I checked his schedule, scanning the computer. “Uh, yes, in 45 minutes. I can arrange the car if you want.”

He flashed me a smile. “No, I think I’ll drive today. Did you—?”

“Get it washed and waxed? Yes.” I finished his sentence.

“Call the—?”

“—Call the company to install the new stereo system? Done.”

“Get the—?”

“—Get the tires rotated? Done, done, and done.”

“Thanks, Kyle. What would I do without you?” He tapped me on the cheek. Not the cheeks I wanted.

“Why don’t you have fun some time? Let loose,” I suggested.

Every moment of his life was scheduled, and I know because I scheduled it.

I hoped my hint would clue him in that we could let loose together.

Sighing, he said, “Got too much to do.”

“Yeah but, I mean, be more spontaneous in your life. Go for what you want. Have fun.”

He smiled and approached me. “Tell you what…You like mushrooms with cream sauce?”

“Yeah?” Well, I liked mushroom heads with cream, but I didn’t dare say that.

“Good. How about some place quiet, romantic, money’s no object—just the two of us?”

I swallowed hard. “Really?” A romantic dinner with him would be a dream come true. My heart pounded like a gerbil’s.

“Absolutely,” he said. “You don’t think it’s too much, do you?”

I blushed. “No, not at all.”

“Good. Set it up for next Friday—not this Friday—at Pretenzioso Italian restaurant. Put it under my name.”

Wait. Now, he’d confused me.  I stopped typing for a second and said, “Huh?”

“Well, I have no idea what his real name is, and I can’t put HotGuy69. But it should be perfect for the two of us,” he said. Holy shit.

His eyes lit up as he continued. “Kyle, I’m going to ask him out. I’m tired of this whole cyber thing. I want to meet the real guy. You’ve inspired me.”

“Uh…thanks.” I didn’t know if I should be hurt or panic. I’d have to find an excuse for why the cyber creation I’d made couldn’t make it.

He smiled warmly at me. “You’re so good to me. Why can’t I get a guy like you?”

I shrugged. Before I could answer, he said, “Thanks for being such a good employee.”

Employee? That’s it. Not even friend? I wanted to lower my head to my desk and rest it in my arms.

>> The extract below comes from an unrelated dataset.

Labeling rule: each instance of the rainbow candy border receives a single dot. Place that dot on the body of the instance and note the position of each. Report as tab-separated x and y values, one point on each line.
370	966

His phone dinged with a text, and he checked it, smiling at the message. “Call and cancel my appointment, would you? And can you man the fort while I’m gone?” said Mr. Swoon as he grabbed his liquor flask, stuffed it in his pocket along with his keys. He’d had a tendency to sneak in a swig or two from time to time.

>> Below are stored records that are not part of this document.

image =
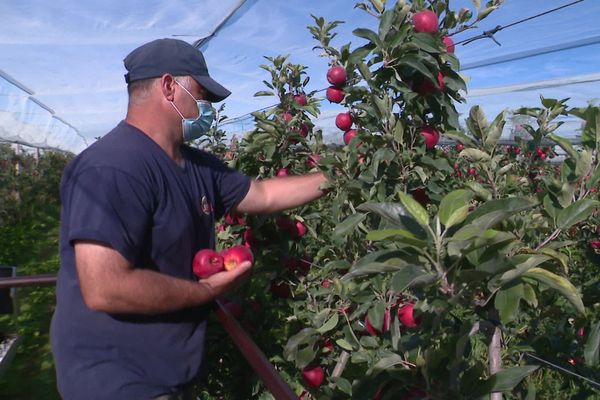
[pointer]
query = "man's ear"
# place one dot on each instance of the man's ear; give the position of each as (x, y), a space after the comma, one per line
(167, 86)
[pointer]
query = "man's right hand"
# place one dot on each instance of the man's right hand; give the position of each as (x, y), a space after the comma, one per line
(226, 281)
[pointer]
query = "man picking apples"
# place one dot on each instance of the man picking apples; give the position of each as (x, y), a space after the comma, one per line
(137, 205)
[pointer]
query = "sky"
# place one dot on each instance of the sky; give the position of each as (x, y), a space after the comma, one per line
(67, 56)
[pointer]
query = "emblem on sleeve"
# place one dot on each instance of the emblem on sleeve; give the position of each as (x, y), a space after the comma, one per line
(206, 206)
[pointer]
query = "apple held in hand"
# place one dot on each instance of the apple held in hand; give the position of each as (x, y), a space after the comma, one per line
(430, 135)
(206, 263)
(236, 255)
(349, 135)
(344, 121)
(425, 21)
(300, 99)
(334, 94)
(337, 76)
(313, 376)
(449, 43)
(406, 316)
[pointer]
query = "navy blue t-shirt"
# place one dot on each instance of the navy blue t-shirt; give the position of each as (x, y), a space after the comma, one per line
(126, 192)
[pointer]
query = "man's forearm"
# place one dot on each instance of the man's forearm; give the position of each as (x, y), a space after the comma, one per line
(284, 193)
(140, 291)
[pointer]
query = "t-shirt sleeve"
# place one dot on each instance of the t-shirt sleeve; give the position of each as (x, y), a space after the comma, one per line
(231, 186)
(107, 205)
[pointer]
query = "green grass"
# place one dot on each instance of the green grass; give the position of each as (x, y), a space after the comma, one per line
(32, 247)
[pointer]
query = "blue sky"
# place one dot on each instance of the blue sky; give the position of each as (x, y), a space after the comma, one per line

“Sure, but what’s going on?” I asked.

“I want to grab some lunch before I go to his house.”

My heart fucking stopped in my chest. “His house?”

“I didn’t tell you? Remember that private investigator, Turk?”

Hadn’t heard that name in awhile. “Yeah, the one who helped you find that stalker guy?”

“Yeah. He text messaged me. He’s about to track down where HotGuy69 lives.”

My blood froze. “Wait. What?” This couldn’t be happening.

“Yeah, his IP address or something. Anyway, he says he should have him pinned down in about an hour and I wanna check it out. Maybe knock on his door and say ‘hello’. You said I should be more spontaneous in my life and go for what I want? Here’s my shot.”

“Wait. What?” My heart pounded.

“Ciao,” said Mr. Swoon. And before I could say anything more, he left.